Alegou, tendo formulado, a convite do Tribunal, as seguintes conclusões:
a) A interpretação do art.º 87º do CPA à luz dos critérios fixados no art.º 9º do C. Civil conduz à sua qualificação como norma atributiva de poderes discricionários à Administração, no sentido de lhe permitir o recurso a todos os meios de prova nos procedimentos a seu cargo, em consonância, aliás, com o princípio do inquisitório, consagrado no art.º 56º do CPA, temperado pelo também principio da liberdade de apreciação de provas, com recusa de tudo o que 1he for impertinente. ( cf.

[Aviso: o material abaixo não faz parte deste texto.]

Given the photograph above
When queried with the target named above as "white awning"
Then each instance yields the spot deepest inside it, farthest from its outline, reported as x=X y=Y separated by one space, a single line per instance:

Arts. 57º e 88º/2 e 89º do CPA ).
b) O dever que recai sobre o órgão instrutor de averiguar todos os factos cujo conhecimento seja conveniente para uma justa e rápida decisão do procedimento, dever este decorrente do princípio do inquisitório estabelecido no art. 56º do CPA, não significa que o órgão instrutor não possa ter a liberdade de determinar os meios probatórios para chegar ao conhecimento desses factos.
c) Neste contexto, o Conselho dentro da liberdade de escolher os meios de prova que entendeu úteis, pôde legalmente determinar, quais os documentos que eram admitidos para a produção de prova do exercício há mais de 18 anos de actividade de odontologista, com o claro objectivo de assegurar a transparência e objectividade do processo em causa mediante a eleição de critérios rigorosos e antecipadamente definidos através dum processo prévio de apreciação e selecção dos meios probatórios admissíveis assente numa criteriosa análise e adequada valorização do seu mérito.

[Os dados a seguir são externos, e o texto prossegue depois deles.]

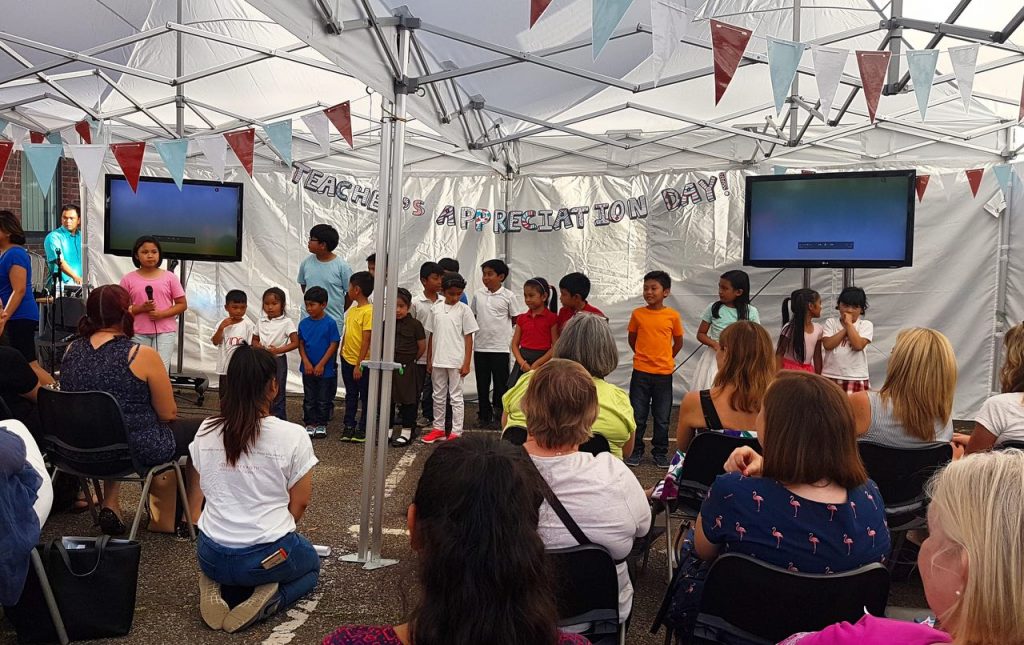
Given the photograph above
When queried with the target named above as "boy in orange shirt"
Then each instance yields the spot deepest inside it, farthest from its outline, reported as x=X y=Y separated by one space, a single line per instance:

d) A regra da liberdade de apreciação das provas resulta, como se disse, do art. 57º, que permite a recusa de tudo o que é impertinente, do art.88º, n.º 2, na referência a diligências de provas úteis, que também remete para um juízo relativamente elástico do órgão instrutor; só não valerá esta regra quando o órgão esteja vinculado ao valor de provas determinadas.

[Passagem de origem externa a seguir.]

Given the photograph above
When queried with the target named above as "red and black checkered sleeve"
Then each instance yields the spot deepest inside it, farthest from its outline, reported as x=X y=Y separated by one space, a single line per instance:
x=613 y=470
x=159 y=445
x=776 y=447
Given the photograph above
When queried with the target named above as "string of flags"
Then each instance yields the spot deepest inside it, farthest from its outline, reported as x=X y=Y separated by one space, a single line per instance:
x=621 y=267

e) O presente recurso contencioso não tem por objectivo levar a cabo a fiscalização abstracta da legalidade da actuação da Administração (como é objectivo dos processos de ilegalidade de normas), mas sim apreciar a legalidade em concreto dessa actuação.
f) A determinação dos documentos admitidos para a produção de prova consubstancia um mero critério sobre os meios de prova úteis, estabelecido no exercício de um poder discricionário que assistia ao Conselho, consentido pelo art. 87º do CPA e pela Lei n.º 4/00, e, sem visar interpretar, integrar, suspender ou revogar esse preceito ou qualquer outro normativo desses diplomas.
Com a eleição dos meios de prova definidos nas aludidas actas, o Conselho procurou valorizar um dos valores subjacentes ao procedimento que lhe foi legalmente incumbido, consubstanciado na necessidade de a decisão final ser a expressão tão perfeita e completa quanto possível da verdade dos factos que interessam para uma adequada composição dos interesses em causa.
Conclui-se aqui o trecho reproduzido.